If Dell didn’t take my car I would have left when the generator died. There’s no fixing it. I’m more bookworm than boy scout. What I don’t understand is why Dell didn’t wake me.
If she went to buy a new generator she’d be back by now. Nobody can survive in subzero temperatures for very long. She must know that. She’ll have to come back soon.
Early on the second day, I realized her suitcase was gone. I walked to a house a few miles away but it was abandoned. I should have stayed here and written a letters to Dad and Dell because now the cold is deep in my bones.
I must have fallen in the snow two dozen times walking back to this place. I started shaking so badly I’m surprised I made it. My jeans won’t thaw and my nose and toes are turning as black as Coal’s fur. I’m no frostbite expert, but I know I’m in trouble.
Before my trek I was sick. Hung-over really, and because of that I didn’t realize the house door wasn’t secured. When I got back the door was blown wide open and the wind had created a snow drift in the living room. I feels like a morgue. In an effort to warm up, I drank the rest of the vodka. My shivering stopped, so I tried to write a letter but everything hurts too much.
I found a letter from Dell’s ex-husband Mike. It was tucked in her drawer the night before she left. Mike said, “I was happy to get your letter,” and, “I want you to come home.”

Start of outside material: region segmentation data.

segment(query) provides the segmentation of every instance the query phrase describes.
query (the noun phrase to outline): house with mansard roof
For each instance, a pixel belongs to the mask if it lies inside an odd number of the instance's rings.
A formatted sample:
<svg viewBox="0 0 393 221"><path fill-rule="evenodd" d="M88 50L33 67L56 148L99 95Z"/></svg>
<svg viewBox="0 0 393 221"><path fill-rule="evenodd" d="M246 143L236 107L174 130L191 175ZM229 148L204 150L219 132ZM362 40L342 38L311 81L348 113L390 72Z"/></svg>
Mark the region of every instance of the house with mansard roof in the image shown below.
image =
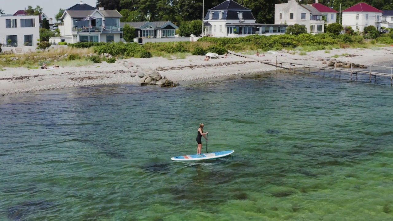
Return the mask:
<svg viewBox="0 0 393 221"><path fill-rule="evenodd" d="M123 31L120 18L116 10L98 9L85 4L78 4L66 9L59 24L60 38L53 41L76 43L79 42L118 42L121 41ZM56 43L56 42L55 42Z"/></svg>
<svg viewBox="0 0 393 221"><path fill-rule="evenodd" d="M203 35L236 37L255 34L284 34L287 25L261 24L247 8L233 0L225 0L210 9L203 20Z"/></svg>
<svg viewBox="0 0 393 221"><path fill-rule="evenodd" d="M380 28L382 11L364 2L343 10L342 13L343 26L350 26L359 31L369 25L375 26L377 30Z"/></svg>

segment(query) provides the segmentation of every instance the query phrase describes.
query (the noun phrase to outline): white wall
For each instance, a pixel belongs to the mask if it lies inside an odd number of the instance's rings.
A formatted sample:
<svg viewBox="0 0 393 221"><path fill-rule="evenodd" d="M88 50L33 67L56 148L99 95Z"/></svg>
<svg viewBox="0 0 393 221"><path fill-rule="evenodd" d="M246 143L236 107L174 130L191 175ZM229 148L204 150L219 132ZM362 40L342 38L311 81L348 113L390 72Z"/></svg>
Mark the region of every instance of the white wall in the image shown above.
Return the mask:
<svg viewBox="0 0 393 221"><path fill-rule="evenodd" d="M348 11L342 13L342 25L343 26L350 26L355 31L356 31L356 26L358 24L359 31L363 31L364 27L367 24L367 26L372 25L375 26L377 29L379 29L381 26L381 23L376 23L376 17L379 16L379 22L380 22L382 20L382 13L380 12L367 12L365 11ZM359 18L356 19L356 15L359 14ZM368 16L366 16L368 14ZM366 17L368 17L366 19Z"/></svg>
<svg viewBox="0 0 393 221"><path fill-rule="evenodd" d="M21 27L20 19L30 18L34 19L35 27ZM6 28L6 20L7 19L16 19L17 28ZM32 35L32 45L37 45L37 40L40 38L40 22L39 16L0 16L0 43L6 44L7 36L8 35L17 35L18 47L24 46L25 35Z"/></svg>

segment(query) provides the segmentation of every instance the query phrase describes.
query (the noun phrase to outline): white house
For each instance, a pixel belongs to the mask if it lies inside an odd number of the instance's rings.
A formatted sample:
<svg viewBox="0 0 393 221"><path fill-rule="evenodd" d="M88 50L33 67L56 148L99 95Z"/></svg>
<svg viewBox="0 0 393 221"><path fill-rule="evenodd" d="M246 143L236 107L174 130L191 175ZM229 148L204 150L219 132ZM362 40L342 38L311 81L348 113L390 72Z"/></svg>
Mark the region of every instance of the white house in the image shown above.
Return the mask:
<svg viewBox="0 0 393 221"><path fill-rule="evenodd" d="M42 20L44 20L44 18L46 18L46 19L48 21L49 21L49 29L53 29L53 25L55 24L53 23L53 21L52 20L52 18L49 18L49 17L48 17L48 16L47 16L46 15L45 15L45 13L42 13L41 15L41 21L42 21Z"/></svg>
<svg viewBox="0 0 393 221"><path fill-rule="evenodd" d="M39 38L38 15L0 15L0 44L3 46L37 45Z"/></svg>
<svg viewBox="0 0 393 221"><path fill-rule="evenodd" d="M116 10L76 4L64 11L61 18L63 23L59 26L60 37L51 38L51 42L119 42L123 36L122 17Z"/></svg>
<svg viewBox="0 0 393 221"><path fill-rule="evenodd" d="M383 10L381 26L386 28L393 28L393 10Z"/></svg>
<svg viewBox="0 0 393 221"><path fill-rule="evenodd" d="M275 24L303 25L309 33L324 32L325 21L322 19L322 15L311 5L299 4L296 0L274 5Z"/></svg>
<svg viewBox="0 0 393 221"><path fill-rule="evenodd" d="M203 35L214 37L284 34L288 26L256 23L251 9L232 0L226 0L208 10L203 21Z"/></svg>
<svg viewBox="0 0 393 221"><path fill-rule="evenodd" d="M381 27L382 11L363 2L358 3L342 11L343 26L350 26L355 31L363 31L369 25Z"/></svg>
<svg viewBox="0 0 393 221"><path fill-rule="evenodd" d="M318 0L315 0L315 2L311 4L311 6L325 15L326 18L326 24L329 24L337 22L338 11L318 3Z"/></svg>

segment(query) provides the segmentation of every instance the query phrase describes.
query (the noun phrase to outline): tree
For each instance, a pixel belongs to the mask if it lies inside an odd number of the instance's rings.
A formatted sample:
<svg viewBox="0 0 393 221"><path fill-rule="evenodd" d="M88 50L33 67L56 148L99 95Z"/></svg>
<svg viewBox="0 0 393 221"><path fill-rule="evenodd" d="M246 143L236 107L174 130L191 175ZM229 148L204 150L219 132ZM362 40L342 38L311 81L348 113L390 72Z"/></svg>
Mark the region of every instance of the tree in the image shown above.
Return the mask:
<svg viewBox="0 0 393 221"><path fill-rule="evenodd" d="M294 25L289 25L286 27L285 31L286 34L290 34L297 35L300 34L307 33L307 29L306 27L302 25L296 24Z"/></svg>
<svg viewBox="0 0 393 221"><path fill-rule="evenodd" d="M59 9L59 13L56 14L55 16L55 18L56 18L56 20L58 22L62 22L63 19L61 19L60 18L63 16L63 14L64 13L64 9Z"/></svg>
<svg viewBox="0 0 393 221"><path fill-rule="evenodd" d="M343 30L343 26L339 23L337 22L331 23L326 27L326 31L329 33L332 33L338 35Z"/></svg>
<svg viewBox="0 0 393 221"><path fill-rule="evenodd" d="M49 29L49 21L46 18L42 19L42 28L45 28L47 30Z"/></svg>
<svg viewBox="0 0 393 221"><path fill-rule="evenodd" d="M97 0L96 7L104 7L105 10L117 10L120 11L120 0Z"/></svg>
<svg viewBox="0 0 393 221"><path fill-rule="evenodd" d="M27 15L41 15L42 13L42 8L39 6L36 6L35 8L33 9L31 6L29 6L25 12Z"/></svg>
<svg viewBox="0 0 393 221"><path fill-rule="evenodd" d="M202 33L202 20L193 20L189 22L183 22L179 27L180 35L190 37L191 35L198 36Z"/></svg>
<svg viewBox="0 0 393 221"><path fill-rule="evenodd" d="M123 26L123 39L127 42L132 42L135 37L135 28L125 24Z"/></svg>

How sweet. I’ve been with Dell for months in this ice hole. We had difficult moments but I never thought she would write to Mike.

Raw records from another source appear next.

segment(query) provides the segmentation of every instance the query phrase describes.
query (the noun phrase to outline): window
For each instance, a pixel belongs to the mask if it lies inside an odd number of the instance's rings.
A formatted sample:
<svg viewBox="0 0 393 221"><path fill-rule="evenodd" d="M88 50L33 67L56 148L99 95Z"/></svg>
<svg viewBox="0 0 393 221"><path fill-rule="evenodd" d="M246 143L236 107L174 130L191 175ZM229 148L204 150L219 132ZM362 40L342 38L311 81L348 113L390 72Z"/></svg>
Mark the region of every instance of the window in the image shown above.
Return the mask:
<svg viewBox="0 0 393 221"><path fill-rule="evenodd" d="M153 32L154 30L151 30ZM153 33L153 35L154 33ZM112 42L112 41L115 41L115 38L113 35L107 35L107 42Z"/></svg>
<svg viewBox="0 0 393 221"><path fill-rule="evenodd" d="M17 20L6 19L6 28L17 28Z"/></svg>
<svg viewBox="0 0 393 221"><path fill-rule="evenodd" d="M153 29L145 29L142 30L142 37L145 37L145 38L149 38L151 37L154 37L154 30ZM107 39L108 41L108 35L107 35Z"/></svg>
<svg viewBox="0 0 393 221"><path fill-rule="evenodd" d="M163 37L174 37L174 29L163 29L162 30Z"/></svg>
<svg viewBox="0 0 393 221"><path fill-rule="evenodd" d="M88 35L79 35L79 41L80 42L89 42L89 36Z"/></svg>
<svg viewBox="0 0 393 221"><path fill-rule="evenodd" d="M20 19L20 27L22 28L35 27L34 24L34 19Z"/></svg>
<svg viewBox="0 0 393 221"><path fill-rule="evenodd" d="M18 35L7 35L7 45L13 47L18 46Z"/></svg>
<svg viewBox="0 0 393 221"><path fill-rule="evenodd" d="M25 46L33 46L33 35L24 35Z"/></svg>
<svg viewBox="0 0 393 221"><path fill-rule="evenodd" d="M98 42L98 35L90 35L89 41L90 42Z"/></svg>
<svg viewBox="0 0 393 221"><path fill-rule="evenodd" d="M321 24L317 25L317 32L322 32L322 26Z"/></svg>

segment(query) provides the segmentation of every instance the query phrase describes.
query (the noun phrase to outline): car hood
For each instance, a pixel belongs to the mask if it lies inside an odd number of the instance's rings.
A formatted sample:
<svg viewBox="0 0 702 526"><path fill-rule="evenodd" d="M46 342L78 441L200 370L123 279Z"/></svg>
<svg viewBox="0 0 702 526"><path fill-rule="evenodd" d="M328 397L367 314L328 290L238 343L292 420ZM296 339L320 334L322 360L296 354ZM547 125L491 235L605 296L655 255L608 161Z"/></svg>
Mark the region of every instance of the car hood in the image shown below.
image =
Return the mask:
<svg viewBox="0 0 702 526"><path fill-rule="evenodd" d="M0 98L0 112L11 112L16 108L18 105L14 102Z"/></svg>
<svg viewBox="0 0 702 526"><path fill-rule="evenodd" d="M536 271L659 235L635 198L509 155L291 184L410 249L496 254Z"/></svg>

Letters aren’t common in the 21st century. If this were the 1800’s and Dell was The Scarlet Letter’s Hester Prynne, it would make more sense but this is 2022. Dell has an iPhone, iPad, and laptop, all of which outperform traditional mail, yet, suddenly she’s writing letters. My dear colloquial dad would have said, “It makes as much sense as Dutch to a dog.”
Dell and I have to drive to town to use our phones because there’s no WIFI out here but that is faster than using the post office which is thirty miles away. I was going to ask her, “Why letters?” but she was gone before I got the chance.

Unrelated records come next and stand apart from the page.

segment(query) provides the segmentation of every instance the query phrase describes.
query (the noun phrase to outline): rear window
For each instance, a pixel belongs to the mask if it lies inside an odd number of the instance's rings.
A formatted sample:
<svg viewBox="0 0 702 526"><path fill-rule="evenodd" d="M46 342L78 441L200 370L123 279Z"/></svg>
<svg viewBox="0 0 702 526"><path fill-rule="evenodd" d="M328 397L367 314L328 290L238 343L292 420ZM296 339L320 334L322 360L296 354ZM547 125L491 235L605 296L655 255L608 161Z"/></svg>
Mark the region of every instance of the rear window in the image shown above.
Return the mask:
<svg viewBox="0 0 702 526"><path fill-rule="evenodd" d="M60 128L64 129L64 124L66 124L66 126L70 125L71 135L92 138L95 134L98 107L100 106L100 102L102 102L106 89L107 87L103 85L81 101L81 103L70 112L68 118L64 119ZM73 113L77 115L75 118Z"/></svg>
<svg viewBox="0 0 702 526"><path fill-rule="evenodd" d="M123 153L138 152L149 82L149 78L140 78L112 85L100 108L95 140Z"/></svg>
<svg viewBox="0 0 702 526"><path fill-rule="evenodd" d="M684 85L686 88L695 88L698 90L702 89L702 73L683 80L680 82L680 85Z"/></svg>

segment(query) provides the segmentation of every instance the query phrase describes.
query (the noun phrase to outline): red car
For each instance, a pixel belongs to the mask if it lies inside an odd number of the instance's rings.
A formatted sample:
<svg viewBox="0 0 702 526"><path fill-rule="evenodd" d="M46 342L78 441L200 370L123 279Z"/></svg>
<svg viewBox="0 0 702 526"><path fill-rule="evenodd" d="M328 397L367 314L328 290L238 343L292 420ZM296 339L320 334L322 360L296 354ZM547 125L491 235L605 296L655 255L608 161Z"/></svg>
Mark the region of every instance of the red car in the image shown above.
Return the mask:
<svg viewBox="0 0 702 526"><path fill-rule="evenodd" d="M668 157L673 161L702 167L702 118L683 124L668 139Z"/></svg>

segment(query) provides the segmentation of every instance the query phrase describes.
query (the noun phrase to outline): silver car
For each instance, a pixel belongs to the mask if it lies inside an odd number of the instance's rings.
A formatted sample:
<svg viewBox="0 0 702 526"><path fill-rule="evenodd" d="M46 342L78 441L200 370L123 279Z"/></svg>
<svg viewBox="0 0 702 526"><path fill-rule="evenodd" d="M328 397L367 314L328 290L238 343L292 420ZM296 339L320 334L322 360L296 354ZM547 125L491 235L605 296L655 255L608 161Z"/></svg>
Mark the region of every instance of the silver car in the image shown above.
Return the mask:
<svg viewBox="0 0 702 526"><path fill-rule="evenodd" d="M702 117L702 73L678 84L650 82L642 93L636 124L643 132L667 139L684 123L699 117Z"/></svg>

I’m the writer, not Dell. I wrote a limited edition epistolary novel which is nothing but letters. Dell came to see me read from it at the university. So, it’s no exaggeration to say that Dell and I met because of letters.
A week before the reading, she was sitting at the end of the bar in the Alligator Grill in Key West reading the House of Leaves, a book with so many letters in it that they form a novel within the novel. If she wasn’t reading that book I never would have had the courage to talk to her. I never have anything to say but could talk about Mark Z. Danielewski’s work for days.
The only thing I love more than literature is my dad. When I was nine he read classics to me instead of children’s stories. I’d fall asleep to his voice reading Steinbeck’s Of Mice and Men and Faulkner’s and As I Lay Dying. It was nice.
Thinking back, I wonder if the love of women isn’t in our DNA. We were good at reading, literature; we’re men of letters. But dad didn’t deserve a Dear John letter without so much as a kiss goodbye.
Dad never read the letter to me. I could tell it was bad from his face. I asked if she mentioned me. Dad just shook his head.
Mom left during a southern summer that dad claimed was “Hot enough to scald a lizard.” When he finished reading her letter, he said, “I’m sorry buddy, she left us out in the cold,”
Behind closed eyes, I can see Dad and I sitting on our porch laughing. Then, suddenly, it’s later and we’re in my room. He’s sitting on the edge of my bed reading Allistar MacLean’s novel Lawrence of Arabia. In it, one character says, “Everything is written.” Dad and I had laughed at the idea. We never believed in destiny but, right now, I can sense it.